THE Metropolitan Cebu Water District (MCWD) yesterday announced the successive heavy rains in Cebu in the past days increased water supply from its Jaclupan, Talisay City wells from a low of 10,000 to 16,000 cubic meters per day.

MCWD General Manager Ernie Delco said that although 16,000 cubic meters is far from the average of 33,000 cubic meters of water production daily, the increase is very much welcome as it was able to stretch household supply time by an hour or so.

“We had some isolated power problem yesterday and today, these are just temporary,” Delco said.

The power outages in MCWD’s franchise area that will last for a week are due to the improvements of power lines and posts of the Visayan Electric Co. (Veco) to improve services.

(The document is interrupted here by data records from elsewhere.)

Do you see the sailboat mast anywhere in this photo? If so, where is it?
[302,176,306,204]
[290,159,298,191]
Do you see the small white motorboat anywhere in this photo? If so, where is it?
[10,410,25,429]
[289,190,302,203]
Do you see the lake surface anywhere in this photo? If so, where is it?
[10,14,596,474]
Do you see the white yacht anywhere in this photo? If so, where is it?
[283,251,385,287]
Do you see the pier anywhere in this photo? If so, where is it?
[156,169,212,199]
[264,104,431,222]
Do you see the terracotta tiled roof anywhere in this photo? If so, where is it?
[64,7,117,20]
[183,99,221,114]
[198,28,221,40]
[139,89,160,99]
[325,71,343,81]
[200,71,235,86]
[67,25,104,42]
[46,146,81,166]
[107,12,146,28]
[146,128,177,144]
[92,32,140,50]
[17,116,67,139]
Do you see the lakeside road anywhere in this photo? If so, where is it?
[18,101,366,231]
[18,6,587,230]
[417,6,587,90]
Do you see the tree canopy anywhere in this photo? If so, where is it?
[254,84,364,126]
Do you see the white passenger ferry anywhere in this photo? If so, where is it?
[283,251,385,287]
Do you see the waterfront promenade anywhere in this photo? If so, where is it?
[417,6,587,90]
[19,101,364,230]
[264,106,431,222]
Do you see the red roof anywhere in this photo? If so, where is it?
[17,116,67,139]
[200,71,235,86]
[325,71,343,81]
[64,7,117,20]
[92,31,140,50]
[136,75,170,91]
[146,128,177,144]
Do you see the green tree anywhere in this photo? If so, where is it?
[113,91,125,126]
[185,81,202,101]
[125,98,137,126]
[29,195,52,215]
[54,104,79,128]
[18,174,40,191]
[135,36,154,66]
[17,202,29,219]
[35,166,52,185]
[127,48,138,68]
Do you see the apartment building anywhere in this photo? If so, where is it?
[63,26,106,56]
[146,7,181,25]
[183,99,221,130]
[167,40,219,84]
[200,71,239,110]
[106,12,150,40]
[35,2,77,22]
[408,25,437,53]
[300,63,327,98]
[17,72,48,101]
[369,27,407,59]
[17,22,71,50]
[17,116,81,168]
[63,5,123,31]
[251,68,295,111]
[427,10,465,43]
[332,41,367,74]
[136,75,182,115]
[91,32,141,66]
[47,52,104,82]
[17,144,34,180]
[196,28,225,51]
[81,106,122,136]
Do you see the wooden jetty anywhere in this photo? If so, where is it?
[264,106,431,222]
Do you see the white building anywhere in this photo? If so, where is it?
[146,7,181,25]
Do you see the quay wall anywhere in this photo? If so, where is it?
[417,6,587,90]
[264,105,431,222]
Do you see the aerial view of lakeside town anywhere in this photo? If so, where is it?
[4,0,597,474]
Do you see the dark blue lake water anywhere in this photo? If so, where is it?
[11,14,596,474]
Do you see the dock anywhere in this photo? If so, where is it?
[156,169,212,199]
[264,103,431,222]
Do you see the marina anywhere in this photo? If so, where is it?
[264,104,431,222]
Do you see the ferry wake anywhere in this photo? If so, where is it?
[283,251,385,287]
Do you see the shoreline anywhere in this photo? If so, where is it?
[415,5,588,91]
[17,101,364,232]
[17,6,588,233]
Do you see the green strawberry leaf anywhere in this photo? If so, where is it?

So far, Delco said they checked Talisay City and Barangay Sambag 2 and Sitio Banawa in Cebu City, which were affected by low water supply in the past months and observed improved water service.

He said there is now a streamflow in the Mananga River and some of the water has been diverted by the weir into the facility, hence the increased volume.

A 5,000-cubic meter per day supply is good for around the same number of households.

Last May 23, around 200 MCWD employees volunteered to help scrape the dried silt from the four-hectare Jaclupan infiltration basin to prepare the facility in case there is rainfall.

The successive rainfall came in the past days because of the Inter-Tropical Convergence Zone (ITCZ) or series of west low pressure areas, said Director Oscar Tabada of the Philippine Atmospheric, Geophysical and Astronomical Services Administration (Pagasa) Visayas.

However, Tabada said that despite the latest rainfall, El Niño will last until the first quarter of 2016 and could worsen in October and November 2015.

MCWD has 165,000 customers within its franchise area in the cities of Talisay, Cebu, Mandaue and Lapu-Lapu and the Municipalities of Minglanilla, Consolacion, Cordova, Liloan and Compostela. It needs to produce 217,000 cubic meters daily.

Delco said that had it not been for the 24,000 cubic meters supply contract from Carmen, Cebu, MCWD would have resorted to water rationing by now.